If there existed a column \(a_j\) with \(y^T a_j < 0\), then \(y^T(\alpha a_j) = \alpha(y^T a_j) \to -\infty\) as \(\alpha \to +\infty\), contradicting the fact that the infimum is finite.
Therefore \(y^T a_i \geq 0\) for each column \(a_i\), i.e., \(A^T y \geq 0\). ✓
Conclusion: We have proven that: - The two systems are mutually exclusive (Part A) - At least one of the two always has a solution (Part B)
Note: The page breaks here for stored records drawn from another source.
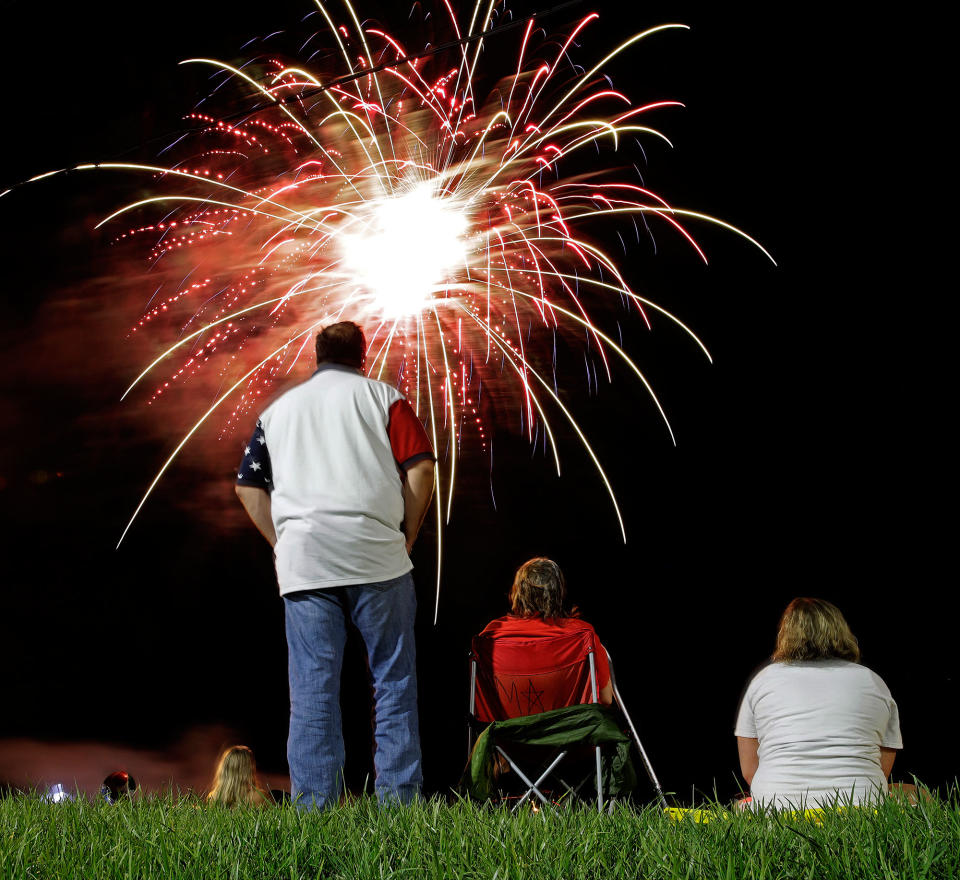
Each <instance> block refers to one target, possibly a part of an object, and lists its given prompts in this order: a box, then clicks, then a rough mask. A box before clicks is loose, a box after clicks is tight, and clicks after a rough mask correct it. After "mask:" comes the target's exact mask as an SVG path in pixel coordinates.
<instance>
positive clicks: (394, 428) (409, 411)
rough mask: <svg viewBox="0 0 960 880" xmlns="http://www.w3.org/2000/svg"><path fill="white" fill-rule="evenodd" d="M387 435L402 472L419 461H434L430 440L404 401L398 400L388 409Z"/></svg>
mask: <svg viewBox="0 0 960 880" xmlns="http://www.w3.org/2000/svg"><path fill="white" fill-rule="evenodd" d="M387 434H388V435H389V436H390V448H391V449H392V450H393V457H394V460H395V461H396V462H397V464H398V465H399V466H400V467H401V468H403V469H404V470H406V469H407V468H408V467H410V466H411V465H413V464H416V463H417V462H418V461H420V460H421V459H425V458H429V459H430V461H436V457H435V456H434V454H433V447H432V446H431V445H430V438H429V437H427V432H426V431H425V430H424V429H423V425H422V424H421V422H420V419H418V418H417V414H416V413H415V412H414V411H413V407H412V406H410V404H409V403H407V401H406V400H398V401H397V402H396V403H395V404H393V406H391V407H390V421H389V424H388V425H387Z"/></svg>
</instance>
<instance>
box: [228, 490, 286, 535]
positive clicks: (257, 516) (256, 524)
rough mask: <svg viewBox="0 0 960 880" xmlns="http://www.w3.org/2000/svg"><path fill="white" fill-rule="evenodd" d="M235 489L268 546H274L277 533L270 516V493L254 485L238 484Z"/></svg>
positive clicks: (247, 511) (241, 501)
mask: <svg viewBox="0 0 960 880" xmlns="http://www.w3.org/2000/svg"><path fill="white" fill-rule="evenodd" d="M236 489H237V497H238V498H239V499H240V503H241V504H242V505H243V507H244V509H245V510H246V511H247V515H248V516H249V517H250V519H252V520H253V524H254V525H255V526H256V527H257V528H258V529H259V530H260V534H261V535H263V537H264V538H266V539H267V540H268V541H269V542H270V546H271V547H276V545H277V533H276V532H275V531H274V528H273V518H272V517H271V516H270V493H269V492H267V491H266V489H260V488H258V487H256V486H240V485H238V486H237V487H236Z"/></svg>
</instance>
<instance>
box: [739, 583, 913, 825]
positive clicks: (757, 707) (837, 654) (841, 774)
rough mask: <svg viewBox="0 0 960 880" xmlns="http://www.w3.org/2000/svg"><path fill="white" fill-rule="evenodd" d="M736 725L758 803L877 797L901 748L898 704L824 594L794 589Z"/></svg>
mask: <svg viewBox="0 0 960 880" xmlns="http://www.w3.org/2000/svg"><path fill="white" fill-rule="evenodd" d="M735 733H736V736H737V746H738V748H739V751H740V769H741V772H742V773H743V777H744V779H745V780H746V781H747V784H748V785H749V786H750V793H751V795H752V799H753V803H754V804H755V805H766V806H773V807H782V808H787V809H791V808H797V807H815V806H820V805H833V804H834V803H837V802H839V803H854V804H861V803H870V802H876V801H877V800H879V799H880V798H881V797H882V796H883V795H884V794H886V792H887V777H888V776H889V775H890V771H891V769H892V768H893V760H894V758H895V757H896V750H897V749H900V748H903V743H902V740H901V738H900V719H899V716H898V713H897V704H896V703H895V702H894V701H893V697H892V696H891V695H890V691H889V690H888V688H887V686H886V685H885V684H884V683H883V681H882V679H881V678H880V677H879V676H878V675H876V674H875V673H873V672H871V671H870V670H869V669H867V667H866V666H861V665H860V648H859V646H858V645H857V640H856V639H855V638H854V636H853V633H852V632H850V627H849V626H848V625H847V622H846V620H844V618H843V615H842V614H841V613H840V610H839V609H838V608H837V607H836V606H834V605H832V604H830V603H829V602H826V601H824V600H823V599H803V598H801V599H794V600H793V601H792V602H791V603H790V604H789V605H788V606H787V609H786V611H784V612H783V617H782V618H781V619H780V631H779V633H778V634H777V647H776V650H775V651H774V653H773V657H772V662H771V663H770V664H769V665H768V666H766V667H764V668H763V669H762V670H761V671H760V672H758V673H757V674H756V676H754V678H753V680H752V681H751V682H750V684H749V685H748V687H747V690H746V693H745V694H744V696H743V700H742V701H741V703H740V711H739V713H738V716H737V725H736V729H735Z"/></svg>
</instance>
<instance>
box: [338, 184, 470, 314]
mask: <svg viewBox="0 0 960 880" xmlns="http://www.w3.org/2000/svg"><path fill="white" fill-rule="evenodd" d="M358 219H359V220H360V222H361V223H362V224H363V231H362V232H355V233H346V234H344V235H341V236H340V246H341V248H342V253H343V259H344V267H345V268H346V269H347V271H348V272H350V273H351V274H352V275H354V276H355V277H356V279H357V282H358V283H359V284H360V285H361V286H362V287H364V288H365V289H366V291H367V293H368V294H369V295H370V298H371V300H372V304H373V307H374V308H375V309H376V310H377V311H380V312H382V314H383V316H384V318H387V319H397V318H403V317H406V316H408V315H415V314H417V313H418V312H420V311H421V310H422V309H423V308H424V306H426V305H427V303H429V302H430V300H431V299H432V298H433V294H434V293H435V292H436V291H438V290H442V289H444V288H445V287H446V286H447V284H448V283H449V281H450V278H451V274H452V273H453V272H455V271H456V270H457V269H458V268H460V267H462V266H463V264H464V260H465V258H466V245H465V243H464V240H463V235H464V233H465V232H466V230H467V219H466V217H465V216H464V215H463V213H462V212H461V211H459V210H457V207H456V205H455V203H454V202H453V200H451V199H443V198H438V197H436V196H435V195H434V193H433V187H431V186H430V185H429V184H422V185H420V186H418V187H416V188H415V189H412V190H409V191H408V192H406V193H404V194H402V195H399V196H393V197H392V198H384V199H375V200H371V201H368V202H366V203H365V205H364V208H363V213H362V214H361V216H360V217H359V218H358Z"/></svg>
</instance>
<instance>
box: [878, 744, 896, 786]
mask: <svg viewBox="0 0 960 880" xmlns="http://www.w3.org/2000/svg"><path fill="white" fill-rule="evenodd" d="M896 760H897V750H896V749H888V748H887V747H886V746H880V769H881V770H883V778H884V779H889V778H890V774H891V773H892V772H893V762H894V761H896Z"/></svg>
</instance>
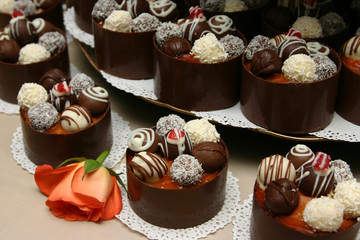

Therefore exactly one of the two systems has a solution. ∎
Variables Explained¶
| Symbol | Description |
|---|---|
| \(A\) | Matrix \(m \times n\) of constraint coefficients |
| \(x\) | Column vector \(n \times 1\) of variables (unknowns) of the first system |
| \(b\) | Column vector \(m \times 1\) of constant terms |
| \(y\) | Column vector \(m \times 1\) of variables of the alternative system (often the "multipliers") |
| \(A^T\) | The transpose of matrix \(A\) |
Worked Example¶
Imagine you want to express the vector \(b = \begin{pmatrix} -1 \\ -1 \end{pmatrix}\) as a positive linear combination of vectors \(a_1 = \begin{pmatrix} 1 \\ 0 \end{pmatrix}\) and \(a_2 = \begin{pmatrix} 0 \\ 1 \end{pmatrix}\).
The cone generated by \(a_1\) and \(a_2\) is the entire first quadrant (everything that is positive). Clearly \(b\) (which is in the third quadrant) is not in there. Therefore System 1 (\(Ax=b, x \geq 0\)) has no solution.
By Farkas, there must exist a \(y\) for System 2 (\(A^T y \geq 0, b^T y < 0\)). Let's look for a vector \(y\) that makes an acute angle with \(a_1\) and \(a_2\), but an obtuse angle with \(b\).
Take \(y = \begin{pmatrix} 1 \\ 1 \end{pmatrix}\). Let's verify: 1. \(A^T y = \begin{pmatrix} 1 & 0 \\ 0 & 1 \end{pmatrix} \begin{pmatrix} 1 \\ 1 \end{pmatrix} = \begin{pmatrix} 1 \\ 1 \end{pmatrix} \geq 0\). (Satisfied!) 2. \(b^T y = \begin{pmatrix} -1 & -1 \end{pmatrix} \begin{pmatrix} 1 \\ 1 \end{pmatrix} = -2 < 0\). (Satisfied!)
There we go. The existence of \(y=(1,1)\) is the "certificate" that \(b=(-1,-1)\) cannot be positively generated from \((1,0)\) and \((0,1)\).
History¶
- 1902 — Gyula Farkas publishes the lemma. He was motivated by the study of mechanical equilibrium (principle of virtual work with unilateral constraints).
- 1940s/50s — The lemma is rediscovered and becomes central with the advent of Linear Programming and the work of Dantzig and von Neumann. It's recognized as the fundamental tool for proving duality.
References¶
- Farkas, G. (1902). Über die Theorie der einfachen Ungleichungen.
- Bertsimas, D., & Tsitsiklis, J. N. Introduction to Linear Optimization.
- Boyd, S., & Vandenberghe, L. Convex Optimization.